Con esta máquina de cuatro metros de altura, el artista ha logrado una importante síntesis de elementos y sencillez funcional. Este diseño tiene tras de sí tres décadas de investigación y estudio, por lo que no es una mera representación, sino el resultado de un perfeccionamiento de laboratorio, con la solidez de una amplia experimentación.

El centro es un cilindro de cuarzo finísimo, único en el mundo (45 cm. de diámetro y 180 cm. de altura) manufacturado ex profeso en Alemania por una empresa especializada. El instrumento está formado por largas y tensas cuerdas a semejanza de los instrumentos musicales. Todo tipo de vibraciones, empatías y energías del ambiente son susceptibles de ser capturadas por su sutil mecanismo que transforma la entropía invisible en orden armónico.
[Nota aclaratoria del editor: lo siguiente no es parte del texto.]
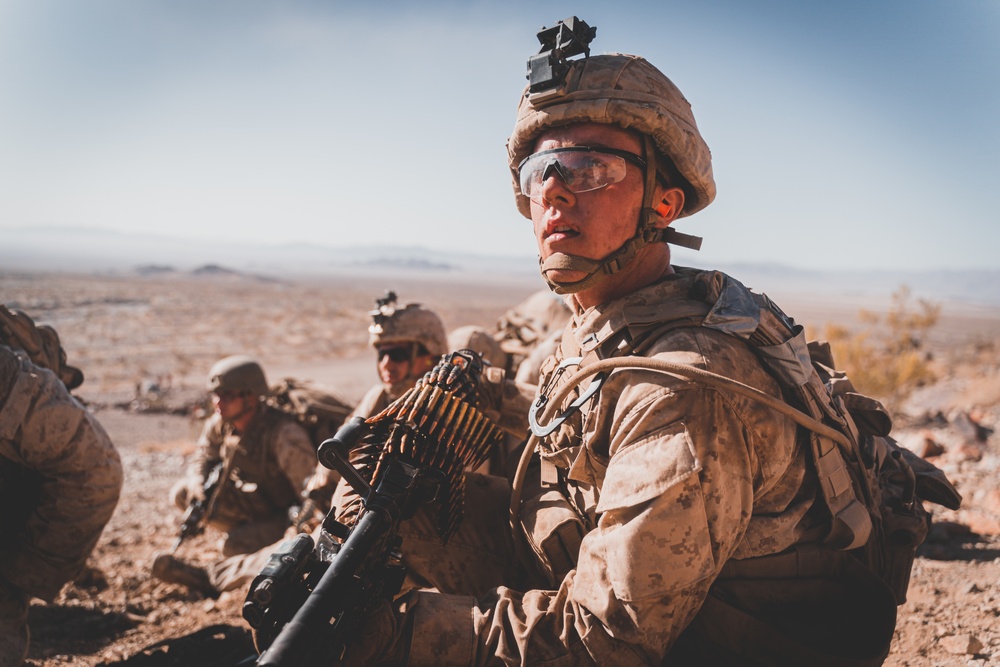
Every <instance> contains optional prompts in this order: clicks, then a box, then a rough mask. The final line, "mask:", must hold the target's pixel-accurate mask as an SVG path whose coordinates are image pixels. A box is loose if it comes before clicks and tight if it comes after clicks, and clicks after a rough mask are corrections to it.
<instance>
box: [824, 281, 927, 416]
mask: <svg viewBox="0 0 1000 667" xmlns="http://www.w3.org/2000/svg"><path fill="white" fill-rule="evenodd" d="M940 315H941V306H940V305H939V304H936V303H932V302H929V301H926V300H924V299H919V300H917V303H916V305H914V304H913V303H912V301H911V293H910V288H909V287H907V286H905V285H904V286H902V287H900V288H899V289H898V290H896V292H894V293H893V295H892V303H891V305H890V308H889V312H888V313H886V314H885V315H884V316H881V315H879V314H877V313H874V312H872V311H869V310H862V311H860V312H859V314H858V319H859V321H860V322H861V329H860V330H859V331H854V332H852V331H851V330H849V329H848V328H846V327H844V326H841V325H837V324H827V325H826V328H825V330H824V333H825V337H826V339H827V340H829V341H830V346H831V348H832V350H833V358H834V359H835V360H836V362H837V366H838V367H839V368H840V369H841V370H844V371H846V372H847V375H848V377H850V378H851V381H852V382H853V383H854V386H855V388H856V389H857V390H858V391H859V392H861V393H863V394H867V395H869V396H873V397H875V398H878V399H880V400H882V401H883V402H884V403H885V404H886V405H887V406H889V407H890V408H893V407H897V406H899V405H900V403H901V402H902V401H903V400H905V399H906V397H907V396H909V395H910V393H911V392H912V391H913V390H914V389H916V388H917V387H921V386H924V385H925V384H928V383H930V382H933V381H934V380H935V376H934V373H933V371H932V369H931V363H930V362H931V358H930V354H929V353H928V352H927V351H926V350H925V349H924V343H925V340H926V336H927V332H928V331H929V330H930V329H931V328H932V327H933V326H934V325H935V324H937V322H938V319H939V317H940Z"/></svg>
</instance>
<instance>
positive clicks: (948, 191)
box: [0, 0, 1000, 270]
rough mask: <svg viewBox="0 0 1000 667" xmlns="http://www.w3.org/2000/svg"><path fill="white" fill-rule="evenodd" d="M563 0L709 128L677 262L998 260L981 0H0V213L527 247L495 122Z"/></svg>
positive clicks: (13, 224)
mask: <svg viewBox="0 0 1000 667" xmlns="http://www.w3.org/2000/svg"><path fill="white" fill-rule="evenodd" d="M574 14H575V15H577V16H579V17H580V18H582V19H584V20H586V21H587V22H588V23H590V24H591V25H595V26H597V29H598V30H597V38H596V39H595V41H594V44H593V49H594V52H595V53H606V52H614V51H619V52H627V53H637V54H640V55H643V56H645V57H647V58H648V59H649V60H650V61H651V62H653V63H654V64H655V65H657V66H658V67H660V69H662V70H663V71H664V72H665V73H666V74H667V75H668V76H670V77H671V78H672V79H673V80H674V82H675V83H677V85H678V86H679V87H680V88H681V90H682V91H684V93H685V95H686V96H687V97H688V99H689V100H690V101H691V103H692V105H693V108H694V112H695V116H696V118H697V119H698V123H699V126H700V128H701V130H702V132H703V134H704V136H705V137H706V140H707V141H708V144H709V146H710V147H711V148H712V153H713V157H714V167H715V173H716V180H717V184H718V190H719V195H718V198H717V199H716V201H715V203H714V204H713V205H712V206H710V207H709V208H708V209H706V210H705V211H703V212H701V213H699V214H697V215H695V216H694V217H692V218H689V219H685V220H683V221H682V222H681V224H679V226H678V228H679V229H680V230H681V231H686V232H689V233H695V234H699V235H702V236H704V237H705V243H704V246H703V250H702V252H701V253H699V254H698V255H692V254H683V253H681V254H680V255H679V259H680V260H682V263H686V264H695V265H699V266H711V265H712V264H713V263H715V262H719V263H731V262H780V263H783V264H786V265H790V266H796V267H805V268H809V267H812V268H849V269H870V268H879V267H884V268H891V269H929V270H933V269H966V268H991V269H996V268H1000V258H998V257H1000V253H998V250H1000V214H998V211H1000V186H998V184H997V181H998V179H1000V129H998V122H1000V48H998V47H997V46H996V45H997V44H998V43H1000V2H997V1H996V0H938V1H935V2H929V1H921V0H864V1H862V0H843V1H840V2H837V3H830V2H818V1H809V0H800V1H792V0H783V1H777V0H774V1H767V0H765V1H762V2H752V3H751V2H739V1H735V0H734V1H732V2H729V1H724V0H707V1H704V2H698V3H690V2H683V3H682V2H670V1H663V2H655V3H654V2H649V3H636V2H628V1H627V0H622V1H620V2H607V1H605V2H600V3H597V2H589V1H583V2H573V3H569V2H532V3H529V2H505V3H502V4H501V3H487V2H457V1H456V2H421V3H416V2H414V3H403V2H374V1H373V2H368V3H356V2H351V3H346V2H335V1H325V2H318V1H317V2H294V1H292V2H281V3H279V2H264V1H261V0H241V1H238V2H237V1H227V2H208V1H205V0H197V1H190V0H169V1H167V0H143V1H138V2H137V1H135V0H90V1H88V2H80V1H72V0H63V1H56V0H0V233H2V229H3V228H20V227H32V226H61V227H67V226H72V227H83V228H101V229H111V230H123V231H130V232H139V233H154V234H162V235H167V236H172V237H184V238H191V239H192V240H193V241H194V242H198V243H220V242H221V243H227V242H233V243H235V242H252V243H284V242H298V241H308V242H311V243H316V244H323V245H331V246H352V245H360V244H364V245H371V244H378V243H386V244H391V245H421V246H425V247H431V248H441V249H446V250H454V251H461V252H470V253H481V252H488V253H491V254H503V255H521V256H531V255H533V254H534V252H535V249H534V242H533V240H532V236H531V232H530V227H529V223H528V222H527V221H526V220H524V219H523V218H521V217H520V216H519V214H518V213H517V211H516V209H515V207H514V204H513V199H512V197H511V193H510V184H509V177H508V173H507V169H506V163H505V152H504V142H505V140H506V137H507V135H508V134H509V132H510V129H511V127H512V124H513V119H514V111H515V108H516V103H517V99H518V96H519V94H520V91H521V88H522V87H523V85H524V82H525V79H524V72H525V62H526V59H527V57H528V56H529V55H531V54H533V53H534V52H535V51H537V48H538V42H537V40H536V38H535V33H536V31H537V30H538V29H539V28H540V27H541V26H543V25H552V24H554V23H555V22H556V21H557V20H559V19H562V18H565V17H567V16H571V15H574Z"/></svg>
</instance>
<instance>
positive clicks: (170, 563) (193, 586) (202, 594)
mask: <svg viewBox="0 0 1000 667" xmlns="http://www.w3.org/2000/svg"><path fill="white" fill-rule="evenodd" d="M153 576H154V577H156V578H157V579H159V580H161V581H165V582H167V583H168V584H178V585H180V586H186V587H187V588H190V589H191V590H193V591H198V592H199V593H201V594H202V595H205V596H206V597H210V598H217V597H219V589H217V588H216V587H215V586H214V585H212V581H211V579H210V578H209V576H208V572H207V571H206V570H205V569H204V568H201V567H198V566H196V565H191V564H189V563H185V562H184V561H182V560H181V559H180V558H174V557H173V556H172V555H171V554H167V553H161V554H158V555H157V556H156V558H155V560H153Z"/></svg>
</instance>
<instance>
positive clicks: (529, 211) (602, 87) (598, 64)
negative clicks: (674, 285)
mask: <svg viewBox="0 0 1000 667" xmlns="http://www.w3.org/2000/svg"><path fill="white" fill-rule="evenodd" d="M564 24H565V25H564ZM580 24H582V25H583V27H584V28H587V29H588V30H590V31H591V32H590V34H589V36H588V37H587V38H586V40H587V43H588V44H585V47H586V53H587V56H586V57H584V58H581V59H577V60H573V61H567V60H563V61H559V62H556V63H555V65H554V66H553V71H554V72H557V73H561V75H553V77H554V81H553V83H552V84H551V85H549V86H548V87H544V88H542V89H539V87H538V86H537V85H533V84H532V83H529V85H528V86H526V87H525V89H524V92H523V94H522V95H521V101H520V104H519V105H518V110H517V122H516V123H515V125H514V131H513V132H512V133H511V136H510V138H509V139H508V140H507V159H508V166H509V167H510V172H511V176H512V179H513V186H514V196H515V199H516V202H517V208H518V210H519V211H520V212H521V214H522V215H524V216H525V217H526V218H531V206H530V203H529V199H528V197H526V196H525V195H524V194H522V193H521V188H520V173H519V167H520V165H521V162H522V161H523V160H524V159H525V158H526V157H528V156H529V155H531V154H532V152H534V145H535V141H536V140H537V138H538V137H539V136H540V135H541V134H542V133H544V132H545V131H547V130H549V129H551V128H554V127H559V126H562V125H571V124H576V123H599V124H606V125H615V126H617V127H620V128H623V129H626V130H632V131H634V132H638V133H639V134H640V135H642V137H643V141H644V150H643V153H644V155H643V156H642V157H643V159H644V160H645V162H646V165H647V166H646V174H645V195H644V199H643V205H642V207H643V213H642V214H641V217H640V220H639V224H638V227H637V229H636V235H635V237H634V238H633V239H632V240H630V241H629V242H627V243H626V244H625V245H624V246H622V248H620V249H619V250H618V251H616V252H614V253H612V254H611V255H609V256H608V257H606V258H604V259H603V260H602V261H594V260H590V261H589V262H577V263H575V264H571V265H566V264H565V262H564V263H563V265H561V266H560V267H559V268H571V269H574V270H581V271H585V272H587V273H588V274H592V275H589V276H588V278H587V279H585V280H584V281H578V282H577V283H573V284H570V285H555V284H553V283H552V282H551V281H549V280H548V278H546V280H547V281H548V282H549V285H550V287H551V288H552V289H554V290H555V291H556V292H557V293H560V294H564V293H571V292H576V291H579V290H580V289H584V288H586V287H589V286H590V285H592V284H594V282H596V281H597V280H599V279H600V278H601V277H602V276H604V275H610V274H612V273H615V272H616V271H618V270H620V268H621V267H622V266H624V265H625V264H627V263H628V262H629V261H631V259H632V258H633V257H634V256H635V253H636V252H637V251H638V250H639V249H640V248H641V247H642V246H644V245H646V244H648V243H652V242H656V241H668V242H670V243H674V244H677V245H684V246H687V247H691V248H694V249H697V248H698V247H700V239H698V238H697V237H691V236H688V235H686V234H681V233H679V232H676V231H674V230H673V229H670V228H667V229H664V230H654V229H653V228H652V221H653V220H654V219H655V218H654V217H653V216H654V215H656V213H655V211H654V210H653V201H652V199H653V194H654V193H653V189H654V186H655V183H656V179H657V176H660V177H666V179H667V180H668V181H669V182H670V184H671V185H674V186H677V187H680V188H681V189H682V190H684V194H685V202H684V207H683V209H682V210H681V211H680V213H679V217H681V216H688V215H691V214H692V213H695V212H696V211H700V210H701V209H703V208H705V207H706V206H708V205H709V204H710V203H711V202H712V200H713V199H714V198H715V180H714V178H713V176H712V155H711V152H710V151H709V149H708V145H707V144H706V143H705V141H704V139H703V138H702V136H701V133H700V132H699V131H698V126H697V124H696V123H695V119H694V114H693V113H692V112H691V105H690V104H689V103H688V101H687V100H686V99H685V98H684V95H683V94H682V93H681V91H680V90H679V89H678V88H677V86H675V85H674V84H673V82H672V81H671V80H670V79H668V78H667V77H666V76H665V75H664V74H663V73H662V72H660V71H659V70H658V69H657V68H656V67H654V66H653V65H651V64H650V63H649V62H648V61H646V60H645V59H643V58H641V57H639V56H633V55H626V54H618V53H616V54H609V55H599V56H594V57H589V52H590V50H589V39H592V38H593V34H594V33H595V32H596V28H589V26H587V25H586V24H585V23H583V22H582V21H580V20H579V19H577V18H576V17H573V18H572V19H566V21H560V22H559V24H558V25H557V26H556V28H543V30H542V32H539V35H538V36H539V40H540V41H541V42H542V44H543V51H544V48H545V46H546V41H545V39H543V35H544V34H545V33H546V32H548V33H552V31H553V30H556V29H557V28H558V29H559V30H560V31H561V32H559V33H558V41H556V42H555V44H557V48H553V52H556V53H557V54H558V47H565V45H566V44H565V42H563V40H564V39H565V36H564V33H567V34H569V33H568V31H567V27H569V28H570V29H573V30H578V28H576V27H575V26H579V25H580ZM549 37H550V38H552V35H551V34H550V35H549ZM570 39H572V35H570ZM548 46H552V43H549V44H548ZM582 52H583V51H582V50H579V51H576V52H574V53H582ZM539 57H540V56H536V57H535V58H533V59H532V60H536V59H537V58H539ZM529 63H531V61H529ZM678 176H679V178H678ZM563 257H564V260H565V257H568V256H563ZM550 259H551V258H550ZM578 259H581V260H582V259H583V258H578ZM550 268H554V267H550ZM546 270H547V269H546V268H545V267H544V266H543V277H544V275H545V271H546Z"/></svg>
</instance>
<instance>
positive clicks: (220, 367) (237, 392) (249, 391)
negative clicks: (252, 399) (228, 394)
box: [208, 354, 268, 396]
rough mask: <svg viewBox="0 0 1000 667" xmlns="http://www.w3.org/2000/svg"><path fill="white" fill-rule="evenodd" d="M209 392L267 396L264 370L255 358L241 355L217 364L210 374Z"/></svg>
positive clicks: (222, 361)
mask: <svg viewBox="0 0 1000 667" xmlns="http://www.w3.org/2000/svg"><path fill="white" fill-rule="evenodd" d="M208 390H209V391H212V392H216V393H223V392H228V393H233V394H250V395H251V396H263V395H265V394H267V392H268V388H267V379H266V378H265V377H264V369H263V368H261V367H260V364H258V363H257V362H256V361H255V360H254V359H253V358H251V357H248V356H245V355H242V354H239V355H234V356H232V357H226V358H225V359H220V360H219V361H217V362H215V365H214V366H212V370H210V371H209V372H208Z"/></svg>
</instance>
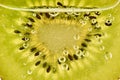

Por su naturaleza de descriptor sonoro, sin bocinas ni amplificadores, Cordiox tiene la capacidad de abarcar sonoramente toda la superficie interna de San Lorenzo. Debido al estado de conservación del inmueble, el público no podrá recorrerlo en su totalidad pero si experimentarlo de manera auditiva.

Esta antigua iglesia tiene antecedentes sorprendentes desde el punto de vista musical. Entre otras cosas, se dice que a Antonio Vivaldi le gustaba ensayar ahí sus conciertos por su excelente acústica. En 1984, para la edición número 41 de la Bienale, este edificio fue la sede de un concierto de Luigi Nono, uno de los más importantes compositores de la vanguardia musical del siglo XX, quien presentó la ópera Prometeo.

Este concierto fue la última realización de lo que Nono concibió como el teatro de la conciencia: “Un teatro invisible donde la producción de sonido y su proyección en el espacio son fundamentales para generar la dramaturgia”. Para ese concierto, el reconocido arquitecto Renzo Piano desarrolló una compleja intervención que más tarde fue desmontada de San Lorenzo y reinstalada en las sedes a donde se presentó Prometeo.

Para Nono, la música y el sonido predominaban por encima de las imágenes y la palabra escrita, abriendo nuevas dimensiones de sentido y posibilidades de escucha. El trabajo de Guzik no podría entenderse en el arte contemporáneo sin antecedentes como los de Nono, a quien siempre ha admirado.

San Lorenzo es un reto para Guzik, ya que la acústica, la armonía y la resonancia son elementos clave de sus exploraciones. Su trabajo en este espacio da continuidad a la larga tradición de este lugar al que se le ha llamado un laúd invertido por su acústica privilegiada.